Several screenshots showing all duplicate content on the same subject matter
Our MSc Molecular Neuroscience programme and the variety of pages you can find the same information about it

There is a recurrent theme in each of these pages: they’re maintained by different departments within the University. Each is doing their best for the content they’re responsible for. But nobody is stepping back to see how they all fit across the wider prospective student journey. 

A key part of this journey is users finding out how to apply for a course after they’ve found the right oneOur new content team have begun to identify any application content on our site which is provided elsewhere by trusted sources such as UCAS or OFS 

Highlighting where this occurs will feed into a content strategy explaining what we should and should not publish.
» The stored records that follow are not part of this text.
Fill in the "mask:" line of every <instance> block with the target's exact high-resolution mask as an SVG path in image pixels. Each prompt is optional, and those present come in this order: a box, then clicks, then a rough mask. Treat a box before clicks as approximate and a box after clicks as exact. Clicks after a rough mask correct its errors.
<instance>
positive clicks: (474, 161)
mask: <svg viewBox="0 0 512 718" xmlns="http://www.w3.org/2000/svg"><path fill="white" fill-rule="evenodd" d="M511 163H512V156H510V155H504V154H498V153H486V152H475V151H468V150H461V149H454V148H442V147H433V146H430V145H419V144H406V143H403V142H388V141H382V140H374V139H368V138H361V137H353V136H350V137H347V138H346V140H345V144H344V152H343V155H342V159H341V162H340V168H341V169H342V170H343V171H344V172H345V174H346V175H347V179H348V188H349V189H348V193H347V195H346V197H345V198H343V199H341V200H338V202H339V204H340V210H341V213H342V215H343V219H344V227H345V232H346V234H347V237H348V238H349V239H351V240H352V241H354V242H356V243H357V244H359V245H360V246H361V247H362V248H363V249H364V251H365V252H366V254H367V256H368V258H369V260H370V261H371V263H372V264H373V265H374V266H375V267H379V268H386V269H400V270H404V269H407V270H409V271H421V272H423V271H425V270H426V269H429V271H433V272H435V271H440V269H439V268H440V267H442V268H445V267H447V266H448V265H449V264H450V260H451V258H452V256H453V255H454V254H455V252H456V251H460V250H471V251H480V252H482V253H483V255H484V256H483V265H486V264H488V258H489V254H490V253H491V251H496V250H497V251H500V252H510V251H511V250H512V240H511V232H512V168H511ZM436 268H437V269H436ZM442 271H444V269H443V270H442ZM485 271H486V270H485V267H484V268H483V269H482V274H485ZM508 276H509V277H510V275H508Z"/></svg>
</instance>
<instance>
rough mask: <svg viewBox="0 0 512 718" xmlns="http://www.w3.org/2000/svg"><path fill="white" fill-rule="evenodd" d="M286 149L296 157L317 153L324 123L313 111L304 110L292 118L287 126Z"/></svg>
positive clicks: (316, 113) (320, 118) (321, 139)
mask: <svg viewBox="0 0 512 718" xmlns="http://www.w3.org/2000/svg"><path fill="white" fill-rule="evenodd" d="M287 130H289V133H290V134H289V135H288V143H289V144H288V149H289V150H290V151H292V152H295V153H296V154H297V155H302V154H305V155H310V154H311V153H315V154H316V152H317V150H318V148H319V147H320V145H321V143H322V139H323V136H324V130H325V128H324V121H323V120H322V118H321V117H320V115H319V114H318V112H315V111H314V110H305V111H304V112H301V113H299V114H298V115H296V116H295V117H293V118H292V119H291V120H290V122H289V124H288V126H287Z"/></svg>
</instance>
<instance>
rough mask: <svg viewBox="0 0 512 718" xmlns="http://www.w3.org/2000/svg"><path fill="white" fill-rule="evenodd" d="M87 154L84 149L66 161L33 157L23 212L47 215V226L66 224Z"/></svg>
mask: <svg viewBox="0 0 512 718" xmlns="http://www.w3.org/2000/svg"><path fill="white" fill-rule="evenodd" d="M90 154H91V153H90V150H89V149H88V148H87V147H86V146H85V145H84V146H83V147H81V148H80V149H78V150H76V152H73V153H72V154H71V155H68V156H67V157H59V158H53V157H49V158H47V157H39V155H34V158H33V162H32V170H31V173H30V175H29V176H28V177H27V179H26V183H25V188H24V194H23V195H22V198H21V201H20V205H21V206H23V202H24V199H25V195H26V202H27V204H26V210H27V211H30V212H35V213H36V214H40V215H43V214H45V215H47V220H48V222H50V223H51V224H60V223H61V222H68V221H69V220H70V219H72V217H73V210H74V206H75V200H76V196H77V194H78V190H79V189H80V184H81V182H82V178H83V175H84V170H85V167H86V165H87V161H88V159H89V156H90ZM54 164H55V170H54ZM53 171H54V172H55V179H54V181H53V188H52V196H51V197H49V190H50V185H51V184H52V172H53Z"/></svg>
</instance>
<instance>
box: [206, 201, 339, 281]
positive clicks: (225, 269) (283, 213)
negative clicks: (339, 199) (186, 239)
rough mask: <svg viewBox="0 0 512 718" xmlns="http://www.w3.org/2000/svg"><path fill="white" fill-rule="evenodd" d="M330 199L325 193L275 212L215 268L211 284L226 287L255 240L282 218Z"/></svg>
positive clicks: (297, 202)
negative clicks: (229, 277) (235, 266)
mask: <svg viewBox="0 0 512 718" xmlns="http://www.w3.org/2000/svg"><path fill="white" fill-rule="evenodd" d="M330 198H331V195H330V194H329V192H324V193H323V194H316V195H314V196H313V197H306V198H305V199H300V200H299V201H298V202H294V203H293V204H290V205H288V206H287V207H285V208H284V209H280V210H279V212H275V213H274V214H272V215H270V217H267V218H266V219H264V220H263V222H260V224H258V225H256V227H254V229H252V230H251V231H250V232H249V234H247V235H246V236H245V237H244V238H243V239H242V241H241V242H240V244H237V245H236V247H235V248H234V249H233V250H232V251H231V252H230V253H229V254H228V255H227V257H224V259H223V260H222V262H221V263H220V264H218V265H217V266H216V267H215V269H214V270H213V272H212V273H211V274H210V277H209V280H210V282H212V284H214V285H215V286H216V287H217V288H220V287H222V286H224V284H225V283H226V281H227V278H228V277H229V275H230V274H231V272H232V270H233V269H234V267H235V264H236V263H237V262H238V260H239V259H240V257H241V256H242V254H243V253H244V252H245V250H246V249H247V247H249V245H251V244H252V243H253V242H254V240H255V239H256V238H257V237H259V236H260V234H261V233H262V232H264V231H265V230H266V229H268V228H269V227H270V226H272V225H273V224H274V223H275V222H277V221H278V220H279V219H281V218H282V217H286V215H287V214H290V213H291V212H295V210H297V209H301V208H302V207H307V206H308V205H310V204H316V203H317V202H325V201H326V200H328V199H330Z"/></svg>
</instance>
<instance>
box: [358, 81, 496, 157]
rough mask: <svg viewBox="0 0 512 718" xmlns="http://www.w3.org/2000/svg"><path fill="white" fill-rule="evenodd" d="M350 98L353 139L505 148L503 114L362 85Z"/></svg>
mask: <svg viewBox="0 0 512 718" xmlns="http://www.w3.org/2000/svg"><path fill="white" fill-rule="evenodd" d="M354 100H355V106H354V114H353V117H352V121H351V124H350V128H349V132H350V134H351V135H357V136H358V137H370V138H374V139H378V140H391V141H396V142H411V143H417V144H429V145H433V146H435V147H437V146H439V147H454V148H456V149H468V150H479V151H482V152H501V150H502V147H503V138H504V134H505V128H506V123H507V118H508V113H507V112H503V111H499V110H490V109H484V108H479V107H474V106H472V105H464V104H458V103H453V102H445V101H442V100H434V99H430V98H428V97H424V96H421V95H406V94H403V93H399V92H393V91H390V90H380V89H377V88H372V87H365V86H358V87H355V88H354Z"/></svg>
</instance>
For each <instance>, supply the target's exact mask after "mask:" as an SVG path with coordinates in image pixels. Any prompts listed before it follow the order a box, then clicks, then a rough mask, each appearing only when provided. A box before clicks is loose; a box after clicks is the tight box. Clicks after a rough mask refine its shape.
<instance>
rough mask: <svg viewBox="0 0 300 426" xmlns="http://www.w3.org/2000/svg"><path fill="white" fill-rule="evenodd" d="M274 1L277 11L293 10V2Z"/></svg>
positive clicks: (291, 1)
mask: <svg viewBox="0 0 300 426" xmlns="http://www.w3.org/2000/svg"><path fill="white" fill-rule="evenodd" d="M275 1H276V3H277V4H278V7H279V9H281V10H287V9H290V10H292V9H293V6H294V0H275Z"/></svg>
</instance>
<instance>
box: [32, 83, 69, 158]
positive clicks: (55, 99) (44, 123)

This will allow us to focus on what is specific to Bristol and leave generic application guidance to the experts.   

Establishing a content strategy 

We want to establish a content strategy so each subject matter expert can get the relevant information to prospective students at the right moment. We must break away from ‘just publishing it online for users to simply find it and read it’. 

Conversations with each department have highlighted the restrictions they’ve felt in the past for publishing content on single platform. For example, they don’t think the course pages can host the kind of information they wish to publish, so they’ve posted it elsewhere.  

I’m confident that a solid content strategy, strong understanding of user needs and business requirements, good relationship with stakeholders and open ways of working will lead to a fantastic new online prospectus. One that the whole university will benefit from and where prospective students can find the information they need with minimal fuss.